We are seeing a perfect storm in the making in healthcare with trends that have combined to form tailwinds that are now poised to drive massive expansion in the home healthcare market.
Even in the fast-growing healthcare sector, the home health industry stands out for its explosive growth. Home health spending is expected increase at a faster rate through 2027 than all other categories of care, according to a recent analysis from the Centers for Medicare & Medicaid Services (CMS) Office of the Actuary.
At an annual growth rate of 7 percent, home health spending is expected to reach more than $186 billion in 2027, according to the report. That rate of expansion far outpaces other categories of care, such as hospital care, physician and professional services, nursing facilities, prescription drugs, retail sales of medical products and others.
Major drivers fueling the surge:
1. Aging Baby Boomers
By 2035, and for the first time in U.S. history, people over the age of 65 will outnumber those under 18, according to projections from the U.S. Census Bureau. By 2030, all Baby Boomers will be older than 65, and 20 percent of the population will be retirement age.

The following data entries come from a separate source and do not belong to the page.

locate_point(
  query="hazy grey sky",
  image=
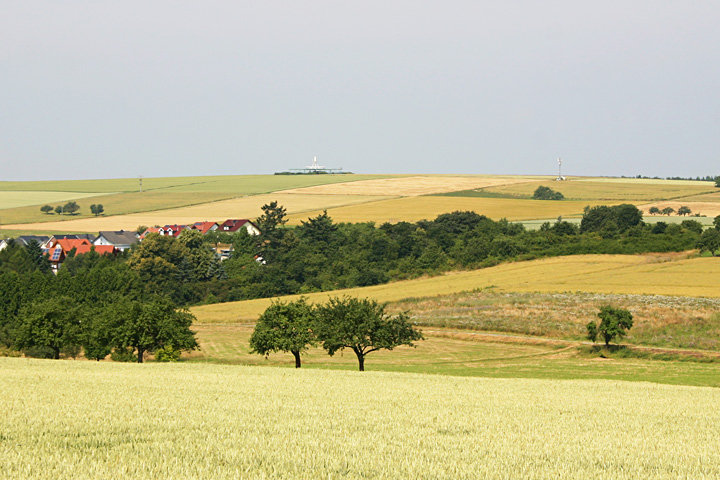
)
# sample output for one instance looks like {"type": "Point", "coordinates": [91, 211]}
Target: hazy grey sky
{"type": "Point", "coordinates": [96, 89]}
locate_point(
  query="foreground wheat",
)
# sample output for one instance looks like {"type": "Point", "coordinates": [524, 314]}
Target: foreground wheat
{"type": "Point", "coordinates": [74, 419]}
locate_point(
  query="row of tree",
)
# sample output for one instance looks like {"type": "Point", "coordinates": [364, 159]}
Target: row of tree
{"type": "Point", "coordinates": [361, 325]}
{"type": "Point", "coordinates": [70, 208]}
{"type": "Point", "coordinates": [96, 305]}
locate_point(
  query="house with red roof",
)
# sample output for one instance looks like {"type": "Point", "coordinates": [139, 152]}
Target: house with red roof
{"type": "Point", "coordinates": [205, 227]}
{"type": "Point", "coordinates": [233, 225]}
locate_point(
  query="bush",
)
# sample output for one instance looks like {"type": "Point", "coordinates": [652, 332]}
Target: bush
{"type": "Point", "coordinates": [123, 355]}
{"type": "Point", "coordinates": [167, 354]}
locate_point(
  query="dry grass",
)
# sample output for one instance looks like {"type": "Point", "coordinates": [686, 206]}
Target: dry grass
{"type": "Point", "coordinates": [410, 186]}
{"type": "Point", "coordinates": [652, 274]}
{"type": "Point", "coordinates": [24, 199]}
{"type": "Point", "coordinates": [298, 207]}
{"type": "Point", "coordinates": [618, 190]}
{"type": "Point", "coordinates": [412, 209]}
{"type": "Point", "coordinates": [708, 209]}
{"type": "Point", "coordinates": [88, 420]}
{"type": "Point", "coordinates": [659, 320]}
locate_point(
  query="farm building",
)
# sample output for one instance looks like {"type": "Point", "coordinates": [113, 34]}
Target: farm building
{"type": "Point", "coordinates": [233, 225]}
{"type": "Point", "coordinates": [121, 239]}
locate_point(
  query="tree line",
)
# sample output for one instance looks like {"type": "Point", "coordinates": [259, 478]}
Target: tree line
{"type": "Point", "coordinates": [318, 255]}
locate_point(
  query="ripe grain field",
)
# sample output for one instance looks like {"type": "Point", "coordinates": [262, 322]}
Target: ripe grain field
{"type": "Point", "coordinates": [621, 190]}
{"type": "Point", "coordinates": [650, 274]}
{"type": "Point", "coordinates": [64, 419]}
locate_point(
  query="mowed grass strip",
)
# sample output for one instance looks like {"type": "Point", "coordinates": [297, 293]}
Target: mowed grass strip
{"type": "Point", "coordinates": [236, 184]}
{"type": "Point", "coordinates": [11, 200]}
{"type": "Point", "coordinates": [299, 207]}
{"type": "Point", "coordinates": [411, 185]}
{"type": "Point", "coordinates": [413, 209]}
{"type": "Point", "coordinates": [66, 419]}
{"type": "Point", "coordinates": [631, 191]}
{"type": "Point", "coordinates": [230, 343]}
{"type": "Point", "coordinates": [114, 205]}
{"type": "Point", "coordinates": [651, 274]}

Needless to say, America is graying rapidly. But that aging population provides healthcare organizations (HCOs) with new opportunities to serve them as an expanding market – particularly through home care solutions. About 70 percent of people who seek home care are over the age of 65, meaning that the already fast-growing home care industry will see even greater demand as the population ages.
2. Advances in in-home technology
Future advances in home health technology have the potential not only to facilitate the role of home care within the overall healthcare system, but also to help foster community-based independence for individuals, according to an article from the National Academies Press. Indeed, greater independence is among the most valuable gifts that in-home healthcare technology can deliver to patients.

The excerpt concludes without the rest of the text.